MAHKEMESİ : Ankara Bölge Adliye Mahkemesi 6. Hukuk Dairesi
Bölge Adliye Mahkemesi kararı taraf vekilleri tarafından temyiz edilmekle; kesinlik, süre, temyiz şartı ve diğer usul eksiklikleri yönünden yapılan ön inceleme sonucunda, temyiz dilekçesinin kabulüne karar verildikten ve Tetkik Hâkimi tarafından hazırlanan rapor dinlendikten sonra dosyadaki belgeler incelenip gereği düşünüldü:
I. DAVA
Davacı vekili dava dilekçesinde; müvekkilinin 01.09.2015-31.12.2019 tarihleri arasında davalı Şirketin ... Şubesinde 5953 sayılı Basın İş Kanunu'na tâbi olarak çalıştığını, iş sözleşmesinin haksız ve hukuka aykırı feshedilmesi üzerine açtıkları işe iade davasında Ankara 4. İş Mahkemesinin 2020/55 Esas ve 2021/325 Karar sayılı kararıyla feshin geçersizliğine karar verildiğini, verilen kararın istinaf incelemesinden geçerek kesinleştiğini, .... Noterliğinin 14.03.2022 tarihli ve 06374 yevmiye numaralı ihtarnamesi ile işe başlama talepleri davalıya tebliğ edilmesine rağmen davalı yanca müvekkili işe davet edilmediği gibi ücretlerinin de ödenmediğini, buna göre iş sözleşmesinin 18.04.2022 tarihinde sonlandığının kabul edilmesi gerektiğini ileri sürerek kıdem tazminatı, ihbar tazminatı, iş güvencesi tazminatı ve boşta geçen süre ücreti alacaklarının faiziyle birlikte davalıdan tahsiline karar verilmesini talep etmiştir.
II. CEVAP
Davalı vekili cevap dilekçesinde; zamanaşımı def'inde bulunduklarını, davanın husumet yönünden reddi gerektiğini, uyuşmazlığın çözümünde ... mahkemelerin yetkili olduğunu, davacının faiz türü, faiz başlangıç tarihi ve dolar cinsinden yapmış olduğu tüm taleplerine itiraz ettiklerini savunarak davanın reddini talep etmiştir.

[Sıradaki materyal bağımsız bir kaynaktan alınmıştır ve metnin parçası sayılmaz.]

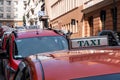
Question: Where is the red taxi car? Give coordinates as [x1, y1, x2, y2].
[13, 49, 120, 80]
[0, 29, 70, 80]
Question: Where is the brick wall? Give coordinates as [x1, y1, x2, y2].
[50, 1, 120, 38]
[84, 0, 120, 37]
[50, 6, 84, 38]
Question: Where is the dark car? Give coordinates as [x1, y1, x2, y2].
[98, 30, 120, 46]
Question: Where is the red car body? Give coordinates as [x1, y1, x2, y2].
[9, 29, 64, 70]
[13, 48, 120, 80]
[0, 29, 69, 80]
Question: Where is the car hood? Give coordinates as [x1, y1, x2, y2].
[28, 49, 120, 80]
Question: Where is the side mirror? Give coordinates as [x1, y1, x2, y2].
[0, 51, 9, 59]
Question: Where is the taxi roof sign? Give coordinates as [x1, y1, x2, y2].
[71, 36, 108, 48]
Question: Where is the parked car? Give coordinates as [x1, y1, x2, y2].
[12, 48, 120, 80]
[98, 30, 120, 46]
[0, 28, 71, 80]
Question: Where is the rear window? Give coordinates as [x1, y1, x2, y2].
[72, 73, 120, 80]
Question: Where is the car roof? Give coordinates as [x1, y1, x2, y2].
[13, 29, 62, 39]
[22, 49, 120, 80]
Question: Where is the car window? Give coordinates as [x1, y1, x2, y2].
[14, 36, 68, 58]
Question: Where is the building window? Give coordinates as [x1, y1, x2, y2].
[100, 10, 106, 30]
[0, 7, 4, 12]
[71, 19, 76, 25]
[14, 14, 18, 18]
[71, 19, 78, 33]
[14, 1, 18, 5]
[0, 0, 3, 5]
[6, 13, 11, 19]
[41, 0, 44, 2]
[111, 7, 117, 31]
[31, 9, 34, 14]
[0, 13, 3, 18]
[14, 7, 18, 11]
[88, 16, 93, 36]
[6, 7, 11, 12]
[26, 12, 29, 18]
[6, 1, 11, 5]
[23, 1, 27, 4]
[23, 1, 27, 6]
[51, 0, 79, 19]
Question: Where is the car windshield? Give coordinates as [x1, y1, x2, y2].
[72, 73, 120, 80]
[14, 36, 68, 58]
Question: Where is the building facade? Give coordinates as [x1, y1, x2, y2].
[45, 0, 120, 38]
[45, 0, 85, 38]
[24, 0, 48, 29]
[82, 0, 120, 37]
[0, 0, 27, 27]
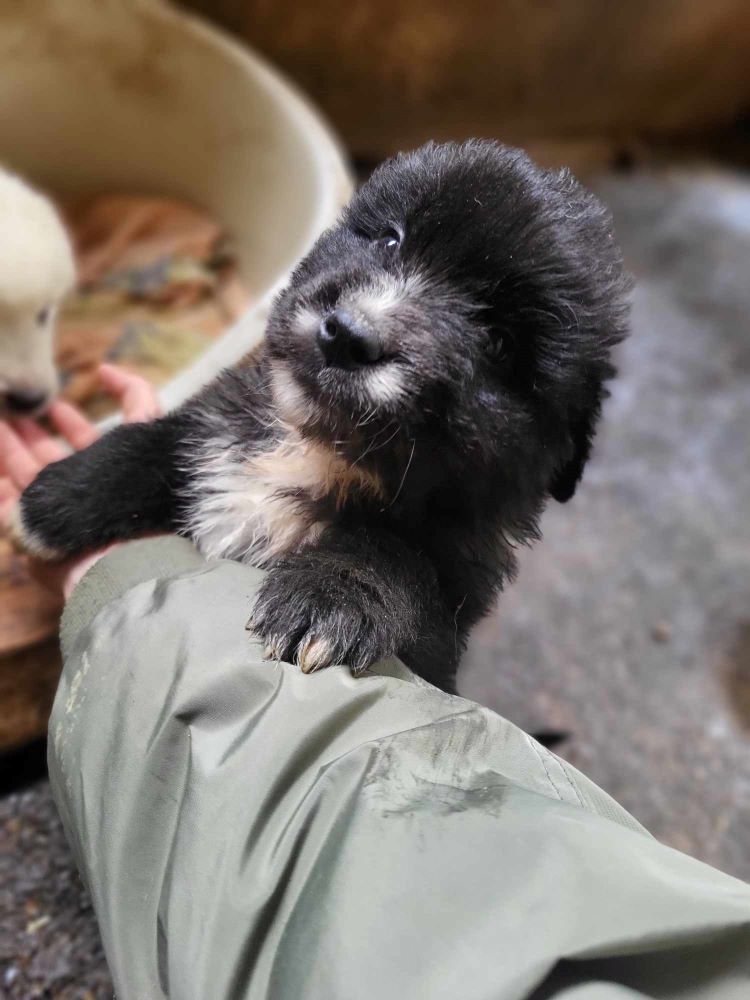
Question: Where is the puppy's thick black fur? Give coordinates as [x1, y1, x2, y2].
[16, 142, 629, 691]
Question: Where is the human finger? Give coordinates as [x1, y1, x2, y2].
[11, 417, 67, 466]
[0, 421, 41, 490]
[48, 399, 99, 451]
[98, 364, 162, 422]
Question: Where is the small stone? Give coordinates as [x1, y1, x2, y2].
[651, 621, 672, 643]
[25, 913, 50, 935]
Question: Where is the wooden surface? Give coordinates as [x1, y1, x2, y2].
[0, 534, 62, 751]
[183, 0, 750, 160]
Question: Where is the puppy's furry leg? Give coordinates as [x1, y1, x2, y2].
[248, 525, 458, 689]
[13, 414, 192, 559]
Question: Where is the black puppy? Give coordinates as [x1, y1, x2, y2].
[12, 141, 629, 691]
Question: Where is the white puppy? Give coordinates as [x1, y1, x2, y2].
[0, 168, 75, 415]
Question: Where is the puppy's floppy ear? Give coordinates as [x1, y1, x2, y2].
[549, 393, 603, 503]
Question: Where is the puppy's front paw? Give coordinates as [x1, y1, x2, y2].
[247, 564, 395, 675]
[10, 454, 97, 561]
[6, 500, 66, 561]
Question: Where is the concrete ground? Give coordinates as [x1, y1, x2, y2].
[2, 165, 749, 996]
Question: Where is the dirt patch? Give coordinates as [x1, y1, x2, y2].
[722, 623, 750, 735]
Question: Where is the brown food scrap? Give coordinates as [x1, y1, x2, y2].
[54, 195, 251, 418]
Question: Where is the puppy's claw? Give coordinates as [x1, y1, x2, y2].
[248, 567, 386, 676]
[297, 635, 334, 674]
[263, 637, 284, 661]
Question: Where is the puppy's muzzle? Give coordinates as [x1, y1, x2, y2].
[316, 309, 383, 368]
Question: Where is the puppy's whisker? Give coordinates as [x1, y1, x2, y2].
[453, 594, 468, 661]
[353, 421, 399, 464]
[388, 437, 415, 507]
[355, 404, 378, 429]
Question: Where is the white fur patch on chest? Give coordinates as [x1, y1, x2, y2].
[184, 432, 384, 565]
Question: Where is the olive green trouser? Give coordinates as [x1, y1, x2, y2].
[49, 538, 750, 999]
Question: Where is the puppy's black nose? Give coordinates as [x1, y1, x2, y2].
[317, 309, 383, 367]
[4, 388, 49, 414]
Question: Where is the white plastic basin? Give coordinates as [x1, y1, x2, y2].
[0, 0, 352, 411]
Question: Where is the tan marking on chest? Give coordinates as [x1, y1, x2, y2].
[248, 435, 384, 559]
[248, 434, 385, 509]
[189, 431, 385, 565]
[250, 435, 386, 560]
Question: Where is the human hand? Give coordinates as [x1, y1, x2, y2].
[0, 364, 162, 600]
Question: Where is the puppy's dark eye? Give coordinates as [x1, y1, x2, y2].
[375, 226, 402, 249]
[36, 306, 51, 326]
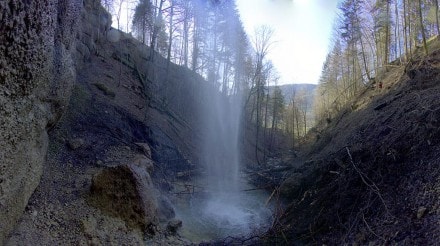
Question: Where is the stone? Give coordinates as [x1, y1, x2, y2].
[68, 138, 85, 150]
[417, 206, 427, 219]
[107, 29, 121, 43]
[90, 163, 159, 232]
[135, 142, 152, 158]
[133, 155, 155, 174]
[166, 219, 182, 235]
[279, 172, 305, 198]
[158, 195, 176, 222]
[0, 0, 88, 241]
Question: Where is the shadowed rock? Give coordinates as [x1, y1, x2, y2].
[67, 138, 85, 150]
[166, 219, 182, 235]
[90, 163, 159, 234]
[0, 0, 111, 242]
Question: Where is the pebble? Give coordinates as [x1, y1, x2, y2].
[417, 206, 427, 219]
[68, 138, 84, 150]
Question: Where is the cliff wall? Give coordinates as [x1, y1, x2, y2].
[0, 0, 110, 242]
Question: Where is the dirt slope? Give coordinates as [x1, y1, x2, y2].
[4, 17, 220, 243]
[275, 49, 440, 244]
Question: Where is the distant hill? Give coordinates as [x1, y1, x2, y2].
[268, 83, 317, 126]
[272, 83, 317, 102]
[268, 83, 317, 108]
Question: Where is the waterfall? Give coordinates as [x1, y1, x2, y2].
[201, 91, 242, 195]
[173, 84, 272, 242]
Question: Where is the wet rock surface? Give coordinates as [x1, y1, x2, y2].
[3, 0, 201, 243]
[90, 163, 159, 232]
[166, 219, 183, 235]
[1, 0, 271, 244]
[0, 0, 82, 241]
[0, 0, 112, 242]
[67, 138, 85, 150]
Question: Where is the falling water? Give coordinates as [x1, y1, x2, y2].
[201, 91, 242, 194]
[174, 86, 272, 242]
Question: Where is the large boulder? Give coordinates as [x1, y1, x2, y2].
[279, 172, 305, 198]
[90, 163, 159, 234]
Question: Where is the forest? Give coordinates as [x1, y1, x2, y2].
[92, 0, 440, 242]
[316, 0, 440, 123]
[102, 0, 440, 150]
[1, 0, 439, 244]
[101, 0, 319, 154]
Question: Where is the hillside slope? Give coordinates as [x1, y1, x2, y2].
[4, 1, 230, 244]
[276, 50, 440, 244]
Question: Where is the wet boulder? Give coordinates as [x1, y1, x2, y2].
[135, 142, 152, 158]
[157, 195, 176, 222]
[90, 163, 159, 234]
[67, 138, 85, 150]
[133, 154, 154, 173]
[166, 219, 182, 235]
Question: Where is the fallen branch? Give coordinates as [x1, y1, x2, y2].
[345, 147, 390, 215]
[362, 212, 385, 241]
[265, 188, 277, 206]
[242, 185, 273, 192]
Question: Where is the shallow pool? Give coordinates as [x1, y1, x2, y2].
[174, 184, 273, 243]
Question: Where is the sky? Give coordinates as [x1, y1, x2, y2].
[236, 0, 340, 85]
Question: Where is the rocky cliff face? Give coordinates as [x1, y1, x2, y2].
[0, 0, 110, 242]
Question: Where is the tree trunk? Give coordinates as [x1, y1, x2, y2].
[183, 2, 189, 67]
[142, 15, 146, 44]
[191, 17, 198, 72]
[360, 38, 371, 80]
[418, 0, 428, 55]
[403, 0, 409, 61]
[150, 0, 165, 62]
[435, 0, 440, 36]
[394, 0, 399, 61]
[291, 93, 295, 149]
[384, 0, 390, 68]
[166, 1, 174, 70]
[295, 107, 300, 139]
[263, 90, 269, 159]
[255, 79, 261, 166]
[270, 106, 276, 151]
[407, 0, 413, 57]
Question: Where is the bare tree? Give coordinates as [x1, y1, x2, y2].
[251, 25, 275, 165]
[132, 0, 154, 44]
[149, 0, 166, 62]
[115, 0, 125, 30]
[101, 0, 113, 12]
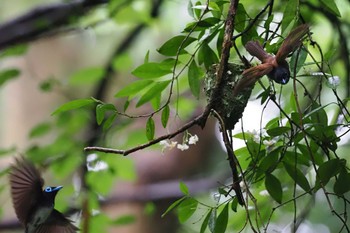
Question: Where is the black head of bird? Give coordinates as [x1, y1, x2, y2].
[9, 157, 79, 233]
[242, 24, 309, 85]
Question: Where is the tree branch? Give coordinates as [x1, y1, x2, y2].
[0, 0, 107, 51]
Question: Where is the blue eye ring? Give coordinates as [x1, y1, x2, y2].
[44, 187, 52, 192]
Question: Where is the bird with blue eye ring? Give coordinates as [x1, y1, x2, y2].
[9, 157, 79, 233]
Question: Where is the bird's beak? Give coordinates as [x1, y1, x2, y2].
[53, 186, 63, 191]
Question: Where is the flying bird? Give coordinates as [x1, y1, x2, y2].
[242, 24, 309, 85]
[9, 157, 79, 233]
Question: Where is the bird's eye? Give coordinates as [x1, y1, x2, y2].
[44, 187, 52, 192]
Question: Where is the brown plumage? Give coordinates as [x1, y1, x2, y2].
[242, 24, 309, 85]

III. İLK DERECE MAHKEMESİ KARARI
İlk Derece Mahkemesinin yukarıda tarih ve sayısı belirtilen kararı ile; davacının toplam hizmet süresinin 4 yıl 8 ay olduğu, kesinleşen işe iade davasında davacının ücretinin net 2.000,00 USD, brüt 2.415,18 USD olduğunun kabul edildiği, davacının işe başlama iradesini içerir 14.03.2022 tarihli .... Noterliğinin 06374 yevmiye numaralı ihtarnamesinin 18.03.2022 tarihinde davalıya tebliğ edildiğine ilişkin tebliğ şerhinin sunulduğu, davacının USD ile ücret aldığı dikkate alınarak usul ekonomisi gereğince davacının 2022 yılı Mart ayında da net 2.000,00 USD, brüt 2.415,18 USD ücret aldığı kabul edilerek hazırlanan bilirkişi raporunun hükme esas alındığı gerekçesiyle davanın kabulüne karar verilmiştir.
IV. İSTİNAF
İlk Derece Mahkemesinin yukarıda belirtilen kararına karşı süresi içinde davalı ve katılma yoluyla davacı vekilleri tarafından istinaf başvurusunda bulunulması üzerine Bölge Adliye Mahkemesinin yukarıda tarih ve sayısı belirtilen kararı ile; davacı vekilince 01.09.2015 tarihli iş sözleşmesinin dosyaya sunulduğu, sözleşmede işverenin davalı ... AŞ olarak gösterildiği, dosyada bulunan iş sözleşmesi ve kesinleşen işe iade kararı gereğince, davalıya husumet yöneltilmesinin isabetli olduğu, davacının işe başlama iradesi içerir 14.03.2022 tarihli ihtarnamenin 18.03.2022 tarihinde davalıya tebliğ edildiğine ilişkin tebliğ şerhinin sunulduğu, davacının işe iade talebine rağmen işe başlatılmadığı, alacakların zamanaşımına uğramadığı, faiz türü ve başlangıç tarihinin kararda doğru belirlendiği, kesinleşen Ankara 4. İş Mahkemesinin 2020/55 Esas, 202l/325 Karar sayılı işe iade davasında taraflar arasındaki uyuşmazlıkta Türk hukukunun uygulandığı bu nedenle işbu davada da uyuşmazlık konusu olayda Türk hukukunun uygulanmasının isabetli olduğu gerekçesiyle taraf vekillerinin istinaf başvurularının esastan reddine karar verilmiştir.
V. TEMYİZ
A. Temyiz Sebepleri
1. Davacı vekili temyiz dilekçesinde; Mahkemece faize ilişkin kurulan hükmün hatalı ve infazda tereddüt yaratacak nitelikte olduğunu ileri sürmüştür.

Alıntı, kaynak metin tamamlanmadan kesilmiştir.